A la tête d’Alcys Réalisations, Président du Pôle Habitat FFB 67 et administrateur du Medef Alsace Frank Maire décrit un marché du neuf à Strasbourg et dans le Bas-Rhin au bord du gouffre, avec des conséquences qui s’annoncent durables pour les entreprises et plus largement tous les Français.
- Comment se porte aujourd’hui le marché du neuf dans le Bas-Rhin et plus largement dans le Grand Est ?
Frank Maire : « Si je devais résumer en une image, on pourrait dire que le marché chute depuis septembre 2022 et que cette baisse s’accélère d’année en année. On pensait toucher le fond en 2024, mais aujourd’hui, en 2025, nous sommes au niveau du carrelage. Et si la tendance se poursuit, 2026 pourrait nous mener encore plus bas, sous la chape. »
- Face à cette situation, quelles sont vos priorités au Pôle Habitat FFB 67 ?
« Nous concentrons nos efforts sur le statut du bailleur privé. C’est un enjeu national, mis en lumière par le rapport Cosson-Daubresse en juin dernier, qui a été unanimement salué. La question est capitale : si nous n’avons ni bailleurs sociaux ni investisseurs particuliers, il reste quoi pour soutenir le neuf ? C’est la clé pour relancer le marché. »
- Et les accédants à la propriété, comment se comportent-ils dans votre région ?
« Cela dépend du segment. Sur la maison individuelle, il y a d’un côté le très petit budget, éligible au prêt à taux zéro et de l’autre les grandes maisons de luxe pour des budgets dépassant le million d’euros. Entre les deux, le marché est quasi inexistant. Dans le collectif, la situation est encore plus fragile : les ventes restent marginales et les taux d’annulation très élevés. »
- Cela signifie-t-il que le marché du logement collectif pour les primo-accédants ne se redresse pas ?
« Absolument.
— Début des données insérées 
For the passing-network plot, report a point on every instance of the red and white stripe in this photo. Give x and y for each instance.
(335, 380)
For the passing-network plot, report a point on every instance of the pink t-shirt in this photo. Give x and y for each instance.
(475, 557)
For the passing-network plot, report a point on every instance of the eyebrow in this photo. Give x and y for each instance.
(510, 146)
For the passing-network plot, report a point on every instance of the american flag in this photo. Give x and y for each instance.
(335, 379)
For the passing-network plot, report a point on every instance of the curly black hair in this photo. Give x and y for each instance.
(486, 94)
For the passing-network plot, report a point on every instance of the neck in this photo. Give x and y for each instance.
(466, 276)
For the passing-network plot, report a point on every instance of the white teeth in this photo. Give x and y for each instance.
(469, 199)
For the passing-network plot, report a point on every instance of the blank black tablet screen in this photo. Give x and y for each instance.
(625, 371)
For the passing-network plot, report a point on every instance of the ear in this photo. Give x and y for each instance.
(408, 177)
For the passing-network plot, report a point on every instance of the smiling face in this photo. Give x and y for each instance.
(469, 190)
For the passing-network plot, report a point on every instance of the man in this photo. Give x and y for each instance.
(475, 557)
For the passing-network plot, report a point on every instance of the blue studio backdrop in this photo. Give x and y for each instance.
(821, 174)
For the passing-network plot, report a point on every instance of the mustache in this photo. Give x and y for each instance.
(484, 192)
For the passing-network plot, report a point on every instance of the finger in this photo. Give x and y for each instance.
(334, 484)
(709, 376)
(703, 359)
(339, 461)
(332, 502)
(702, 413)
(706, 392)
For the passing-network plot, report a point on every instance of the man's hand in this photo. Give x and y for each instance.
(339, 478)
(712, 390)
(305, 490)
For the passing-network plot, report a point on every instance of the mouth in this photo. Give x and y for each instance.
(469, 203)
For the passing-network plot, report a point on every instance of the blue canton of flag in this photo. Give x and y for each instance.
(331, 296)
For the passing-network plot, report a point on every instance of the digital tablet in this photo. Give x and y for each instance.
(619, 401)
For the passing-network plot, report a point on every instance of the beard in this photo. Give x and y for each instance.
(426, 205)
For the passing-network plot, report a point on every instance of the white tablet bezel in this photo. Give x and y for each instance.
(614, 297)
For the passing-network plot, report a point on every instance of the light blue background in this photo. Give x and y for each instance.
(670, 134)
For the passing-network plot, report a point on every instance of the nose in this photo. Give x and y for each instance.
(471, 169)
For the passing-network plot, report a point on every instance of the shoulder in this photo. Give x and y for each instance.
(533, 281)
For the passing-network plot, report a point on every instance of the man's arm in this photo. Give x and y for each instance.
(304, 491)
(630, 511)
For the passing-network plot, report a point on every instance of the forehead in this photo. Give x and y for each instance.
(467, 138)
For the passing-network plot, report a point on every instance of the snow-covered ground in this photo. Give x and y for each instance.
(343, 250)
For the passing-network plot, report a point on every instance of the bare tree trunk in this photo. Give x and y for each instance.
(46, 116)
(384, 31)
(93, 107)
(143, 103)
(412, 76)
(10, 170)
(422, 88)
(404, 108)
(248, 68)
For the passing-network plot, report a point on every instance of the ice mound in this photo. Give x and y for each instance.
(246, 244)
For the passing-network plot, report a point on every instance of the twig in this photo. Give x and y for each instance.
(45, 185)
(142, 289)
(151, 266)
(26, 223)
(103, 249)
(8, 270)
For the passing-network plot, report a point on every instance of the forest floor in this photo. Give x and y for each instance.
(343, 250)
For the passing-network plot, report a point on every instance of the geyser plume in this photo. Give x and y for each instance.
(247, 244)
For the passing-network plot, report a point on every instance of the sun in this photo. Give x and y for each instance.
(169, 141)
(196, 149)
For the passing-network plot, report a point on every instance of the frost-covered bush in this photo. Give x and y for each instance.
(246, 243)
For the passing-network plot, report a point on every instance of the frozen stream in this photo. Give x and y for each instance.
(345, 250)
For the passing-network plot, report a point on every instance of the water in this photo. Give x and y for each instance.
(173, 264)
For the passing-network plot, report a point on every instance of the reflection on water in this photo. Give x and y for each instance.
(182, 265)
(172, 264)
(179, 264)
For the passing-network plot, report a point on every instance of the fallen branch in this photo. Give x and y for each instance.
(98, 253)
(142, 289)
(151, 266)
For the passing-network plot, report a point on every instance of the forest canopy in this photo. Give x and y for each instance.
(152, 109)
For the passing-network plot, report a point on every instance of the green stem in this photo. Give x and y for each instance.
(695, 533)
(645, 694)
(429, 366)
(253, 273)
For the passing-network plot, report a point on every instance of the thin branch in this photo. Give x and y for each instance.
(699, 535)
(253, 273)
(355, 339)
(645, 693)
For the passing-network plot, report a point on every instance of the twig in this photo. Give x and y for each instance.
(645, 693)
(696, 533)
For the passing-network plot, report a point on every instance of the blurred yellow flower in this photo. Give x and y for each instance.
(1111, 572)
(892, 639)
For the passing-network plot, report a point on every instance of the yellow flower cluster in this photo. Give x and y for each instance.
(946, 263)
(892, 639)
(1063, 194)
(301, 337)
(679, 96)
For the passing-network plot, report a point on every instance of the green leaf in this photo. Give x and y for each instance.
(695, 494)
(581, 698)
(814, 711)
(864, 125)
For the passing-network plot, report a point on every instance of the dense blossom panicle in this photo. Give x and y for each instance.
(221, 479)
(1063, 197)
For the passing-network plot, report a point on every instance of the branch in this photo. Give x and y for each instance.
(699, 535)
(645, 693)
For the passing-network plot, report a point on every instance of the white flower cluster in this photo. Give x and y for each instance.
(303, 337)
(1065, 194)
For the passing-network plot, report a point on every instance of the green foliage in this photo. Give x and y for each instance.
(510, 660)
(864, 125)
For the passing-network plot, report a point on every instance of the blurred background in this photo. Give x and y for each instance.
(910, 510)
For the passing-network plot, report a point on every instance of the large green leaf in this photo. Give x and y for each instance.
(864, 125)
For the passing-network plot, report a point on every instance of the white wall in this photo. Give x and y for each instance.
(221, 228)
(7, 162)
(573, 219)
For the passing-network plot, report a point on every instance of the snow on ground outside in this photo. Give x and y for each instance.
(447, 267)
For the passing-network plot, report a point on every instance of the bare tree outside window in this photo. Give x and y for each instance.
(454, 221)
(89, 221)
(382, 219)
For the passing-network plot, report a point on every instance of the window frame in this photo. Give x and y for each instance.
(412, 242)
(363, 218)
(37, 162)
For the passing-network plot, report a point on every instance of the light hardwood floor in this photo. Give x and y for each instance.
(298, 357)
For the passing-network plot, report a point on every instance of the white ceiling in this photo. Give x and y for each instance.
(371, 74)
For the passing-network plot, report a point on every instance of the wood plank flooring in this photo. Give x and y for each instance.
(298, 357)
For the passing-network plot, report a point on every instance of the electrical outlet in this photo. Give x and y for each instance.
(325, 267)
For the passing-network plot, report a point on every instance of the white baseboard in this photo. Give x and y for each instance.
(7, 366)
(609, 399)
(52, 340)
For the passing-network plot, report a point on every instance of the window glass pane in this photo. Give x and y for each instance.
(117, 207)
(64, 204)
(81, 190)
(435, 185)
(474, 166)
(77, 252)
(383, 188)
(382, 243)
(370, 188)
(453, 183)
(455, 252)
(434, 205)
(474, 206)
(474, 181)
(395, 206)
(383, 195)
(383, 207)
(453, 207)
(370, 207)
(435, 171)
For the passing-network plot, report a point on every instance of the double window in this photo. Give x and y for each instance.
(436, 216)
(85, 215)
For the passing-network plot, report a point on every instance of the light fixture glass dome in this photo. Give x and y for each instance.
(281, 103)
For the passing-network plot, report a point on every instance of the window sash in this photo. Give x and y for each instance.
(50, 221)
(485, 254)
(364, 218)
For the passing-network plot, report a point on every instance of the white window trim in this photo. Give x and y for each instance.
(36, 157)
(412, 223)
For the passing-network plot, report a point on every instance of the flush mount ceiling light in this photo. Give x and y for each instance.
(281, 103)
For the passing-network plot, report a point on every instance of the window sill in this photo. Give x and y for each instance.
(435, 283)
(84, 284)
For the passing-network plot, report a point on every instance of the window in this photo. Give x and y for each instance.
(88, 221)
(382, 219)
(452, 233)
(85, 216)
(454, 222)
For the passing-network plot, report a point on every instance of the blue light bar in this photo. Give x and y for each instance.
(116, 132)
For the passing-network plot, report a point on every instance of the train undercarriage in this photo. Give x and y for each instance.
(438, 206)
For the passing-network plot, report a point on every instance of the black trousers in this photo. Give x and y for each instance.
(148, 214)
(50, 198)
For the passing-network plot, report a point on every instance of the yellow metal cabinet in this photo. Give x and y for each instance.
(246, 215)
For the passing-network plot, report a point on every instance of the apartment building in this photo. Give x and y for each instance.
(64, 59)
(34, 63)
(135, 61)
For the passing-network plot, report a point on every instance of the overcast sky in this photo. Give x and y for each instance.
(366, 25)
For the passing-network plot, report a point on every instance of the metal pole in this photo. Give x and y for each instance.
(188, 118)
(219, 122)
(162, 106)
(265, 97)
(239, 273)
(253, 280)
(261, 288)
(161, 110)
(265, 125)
Les quelques ventes qui se font sont insignifiantes. La situation est désespérante pour les promoteurs et les entreprises du bâtiment, en particulier pour le gros œuvre. Nous perdons des compétences et des emplois, ce qui fragilise la capacité à relancer le marché dans quelques années. »
- Existe-t-il une prise de conscience locale des élus dans le Bas-Rhin sur cette crise ?
« Oui, de manière générale, tous les élus que je côtoie mesurent le problème. Je pense notamment à Suzanne Brolly, adjointe au logement pour Strasbourg, qui connaît parfaitement l’ampleur de la chute des ventes. Le problème, c’est que les décisions gouvernementales successives ont été procycliques et ont accentué la crise, comme la suppression du dispositif Pinel. »
- Mais quand il s’agit de délivrer des permis de construire, les élus freinent parfois…
- Et sur le plan de votre entreprise, comment résistez-vous chez Alcys Réalisations ?
« Principalement grâce aux bailleurs sociaux et à des partenaires comme Action Logement et la CDC, qui achètent chaque année plusieurs milliers de logements et soutiennent ainsi la promotion. Pour les ventes aux particuliers chez Alcys Réalisations, nous maintenons environ 30 % de notre activité, mais les rythmes sont extrêmement lents : un logement par trimestre au lieu de deux ou trois par mois. »
- Voyez-vous une sortie de crise à court terme ?
« Malheureusement non. Cette crise est complexe, avec de nombreux facteurs simultanés : taux d’intérêt élevés, conditions de financement difficiles, incertitudes internationales, absence de confiance des acquéreurs. Même un jeune couple qui avait réservé un logement en VEFA peut se rétracter sous l’influence de leurs parents ou de leurs proches. C’est une crise longue, structurelle et très différente de celles des années 1990 ou de 2008. »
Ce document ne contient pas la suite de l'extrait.